Physicists at the Lawrence Livermore Laboratories, operating on a grant from the Republican National Committee, have discovered the heaviest element yet known to science.
The new element, dubbed sarahpalinium (Sp), exhibits a nucleus with properties that have yet to be discovered in any other atomic nucleus, including the presence of two new hadrons: youbetchatrons, which are made up primarily of charm quarks; and nordstrons, which appear to be made up of strange quarks which constantly interact with campaign funds. These hadrons, which have not yet been counted, are buffered in the nucleus by one neutron, one lieutenant neutron, 20 deputy lieutenant neutrons, 40 assistant deputy lieutenant neutrons, and 15,000 employee neutrons, giving sarahpalinium an atomic mass of no less than 15,062. These hadrons are held together by elementary forces called morons which occasionally emit radiation in the form of alpha, beta, and inwhatrespectcharlie particles.
Sarahpalinium is orbited by an indeterminate number of lepton-like particles called peons, with only one peon occupying the innermost shell (the "Todd shell") and exercising an unusual influence over the sarahpalinium nucleus.
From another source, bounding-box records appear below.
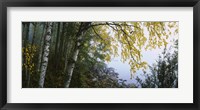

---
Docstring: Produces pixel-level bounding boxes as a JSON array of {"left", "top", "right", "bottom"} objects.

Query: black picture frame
[{"left": 0, "top": 0, "right": 200, "bottom": 110}]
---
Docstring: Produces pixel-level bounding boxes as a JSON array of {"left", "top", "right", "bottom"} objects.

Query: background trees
[
  {"left": 136, "top": 40, "right": 178, "bottom": 88},
  {"left": 22, "top": 22, "right": 178, "bottom": 88}
]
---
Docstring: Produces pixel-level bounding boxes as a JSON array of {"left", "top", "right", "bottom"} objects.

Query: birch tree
[
  {"left": 65, "top": 22, "right": 91, "bottom": 88},
  {"left": 39, "top": 22, "right": 53, "bottom": 88}
]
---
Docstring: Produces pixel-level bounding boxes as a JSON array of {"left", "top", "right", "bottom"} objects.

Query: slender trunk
[
  {"left": 65, "top": 22, "right": 91, "bottom": 88},
  {"left": 26, "top": 23, "right": 37, "bottom": 87},
  {"left": 56, "top": 23, "right": 66, "bottom": 70},
  {"left": 39, "top": 22, "right": 53, "bottom": 88},
  {"left": 65, "top": 43, "right": 80, "bottom": 88},
  {"left": 23, "top": 22, "right": 30, "bottom": 47},
  {"left": 64, "top": 41, "right": 72, "bottom": 73},
  {"left": 37, "top": 24, "right": 46, "bottom": 72},
  {"left": 55, "top": 22, "right": 60, "bottom": 58},
  {"left": 31, "top": 23, "right": 37, "bottom": 46}
]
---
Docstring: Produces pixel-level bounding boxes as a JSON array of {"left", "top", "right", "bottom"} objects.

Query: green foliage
[
  {"left": 136, "top": 41, "right": 178, "bottom": 88},
  {"left": 22, "top": 22, "right": 178, "bottom": 88}
]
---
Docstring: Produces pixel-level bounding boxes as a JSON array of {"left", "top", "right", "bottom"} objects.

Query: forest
[{"left": 22, "top": 21, "right": 178, "bottom": 88}]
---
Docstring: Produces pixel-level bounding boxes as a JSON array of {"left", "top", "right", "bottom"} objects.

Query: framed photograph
[{"left": 0, "top": 0, "right": 200, "bottom": 110}]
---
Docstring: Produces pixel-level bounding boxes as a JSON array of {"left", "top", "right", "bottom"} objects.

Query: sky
[{"left": 106, "top": 22, "right": 178, "bottom": 84}]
Beyond the Todd shell is a shell with five peons (the "Track/Bristol/Willow/Piper/Trig shell"), and a third shell with 9,780 peons (the "Wasilla shell").
Sarahpalinium impedes every reaction with which it comes into contact. A tiny amount of sarahpalinium can cause a reaction that would normally take less than a second to take as long as four years to complete.
Sarahpalinium is inherently unstable, possessing a half-life that will expire on July 26, 2009. At this point, sarahpalinium will either wink out of existence or develop a controversial fourth peon shell that some physicists claim may contain all remaining matter in four-dimensional spacetime, which means that the very universe may indeed revolve around sarahpalinium.